Godzilla (2014)




RottenTomatoes: 73%
Imdb: 7.5/10
Metascore: 62/100
NikenBicaraFilm: 4/5

Rated: PG-13
Genre: Mystery & Suspense, Science - Fiction

Directed by Gareth Edwards ; Produced by Thomas Tull, Jon Jashni, Mary Parent, Brian Rogers ; Screenplay by Max Borenstein ; Story by David Callaham ; Based on Godzilla by Toho ; Starring Aaron Taylor-Johnson, Ken Watanabe, Elizabeth Olsen, Juliette Binoche, Sally Hawkins, David Strathairn, Bryan Cranston ; Music by Alexandre Desplat ; Cinematography Seamus McGarvey ; Editing by Bob Ducsay ; Studio Legendary Pictures, Warner Bros. Pictures ; Distributed by Warner Bros. Pictures (International), Toho (Japan) ; Release dates May 16, 2014 (United States) ; Running time 123 minutes ; Country United States ; Language English ; Budget $160 million

Story  / Cerita / Sinopsis :
Let me straight to the point: sebuah makhluk asing berukuran masif (tiga sekaligus, termasuk si Godzilla) muncul secara tiba-tiba dan mengancam keselamatan dunia (in this case, selalu Amerika tentu saja).

Review / Resensi :
Industri perfilman tidak pernah bosan memporak porandakan suatu kota, dan salah satu makhluk-nya yang cukup legendaris dalam menghancurkan kota yaitu Godzilla (dibaca Gojira dalam lafal Jepang), yang telah difilmkan beberapa kali. Terakhir kali Godzilla difilmkan 16 tahun lalu, yakni tahun 1998 dengan Matthew Broderick sebagai bintang film utamanya – dan boleh dikatakan menciptakan kecewa para fans berat Godzilla lantaran sepertinya Roland Emerich sang sutradara dengan seenaknya menciptakan monster yang jauh berbeda dari versi awalnya. Disebut-sebut bahwa ada terlalu banyak nuansa dinosaurus dari Jurassic Park pada monster kebanggan orang Jepang itu. Saya sendiri lupa – lupa ingat bagaimana Godzilla menghancurkan New York di film ini, yang aku ingat terang cuma bagaimana Jamiroquai menari-nari sambil nyanyi Deep Underground (salah satu soundtrack film tersebut) di dalam sebuah gedung bioskop yang dihancurkan Godzilla.

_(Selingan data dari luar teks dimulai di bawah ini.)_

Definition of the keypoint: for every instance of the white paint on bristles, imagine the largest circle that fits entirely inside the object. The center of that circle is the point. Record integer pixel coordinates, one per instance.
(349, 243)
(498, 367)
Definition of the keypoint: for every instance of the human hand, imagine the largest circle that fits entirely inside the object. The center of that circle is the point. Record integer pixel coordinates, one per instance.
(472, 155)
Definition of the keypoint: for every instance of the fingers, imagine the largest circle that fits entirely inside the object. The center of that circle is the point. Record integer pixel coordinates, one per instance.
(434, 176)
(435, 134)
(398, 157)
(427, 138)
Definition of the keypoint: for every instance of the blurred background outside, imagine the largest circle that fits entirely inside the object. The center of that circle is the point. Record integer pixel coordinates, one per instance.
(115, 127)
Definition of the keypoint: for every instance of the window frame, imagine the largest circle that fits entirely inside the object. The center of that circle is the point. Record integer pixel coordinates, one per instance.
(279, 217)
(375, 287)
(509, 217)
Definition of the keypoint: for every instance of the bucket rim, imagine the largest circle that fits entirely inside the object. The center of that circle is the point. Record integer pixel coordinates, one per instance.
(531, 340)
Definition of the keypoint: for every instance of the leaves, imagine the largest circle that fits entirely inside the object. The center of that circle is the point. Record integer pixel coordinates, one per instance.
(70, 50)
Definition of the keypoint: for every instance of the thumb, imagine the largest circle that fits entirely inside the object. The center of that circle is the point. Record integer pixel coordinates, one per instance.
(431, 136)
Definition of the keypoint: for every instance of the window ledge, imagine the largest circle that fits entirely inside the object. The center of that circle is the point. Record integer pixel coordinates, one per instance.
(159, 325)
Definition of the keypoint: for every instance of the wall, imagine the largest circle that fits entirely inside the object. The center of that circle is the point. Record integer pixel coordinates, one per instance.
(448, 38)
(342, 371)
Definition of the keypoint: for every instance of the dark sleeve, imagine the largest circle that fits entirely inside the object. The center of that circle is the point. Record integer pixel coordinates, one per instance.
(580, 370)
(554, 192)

Sebagai film yang dibutuhkan bisa menjadi blockbuster movie, Godzilla telah bisa menampilkan rumus-rumus kesuksesan film dengan sangat baik. Kemunculan Godzilla memang memancing kesabaran, lantaran kau tidak akan melihatnya hingga pertengahan film. Ini justru yang menjadikannya begitu menggoda, dan kemunculan utuh perdana si monster Godzilla terasa sepadan. Gareth Edwards, sebagai sutradara bisa menampilkan banyak adegan dengan penuh dramatisasi yang cool dan - well, tidak ngalay. Jika Edwards begitu mahir menyimpan penampakan Godzilla hingga pertengahan film, maka bukan hal yang susah bagi Edwards untuk memainkan emosi dan ketegangan penonton lewat serangkaian adegan-adegan tenang mencekam yang menciptakan jantung penonton berdegup kencang.  Ditambah pula dengan atmosfer film yang terasa begitu misterius, tone sinematografik bernuansa suram dan penataan musik oleh Alexander Desplat yang begitu megah, Godzilla begitu total menghibur penonton. Adegan terjun payungnya para prajurit berani mati dari atas pesawat ke tengah kota San Fransisco yang tengah dihancurkan monster-monster purba – yang ditampilkan dalam sinematografi yang begitu indah bagi aku yaitu adegan terindah di film ini.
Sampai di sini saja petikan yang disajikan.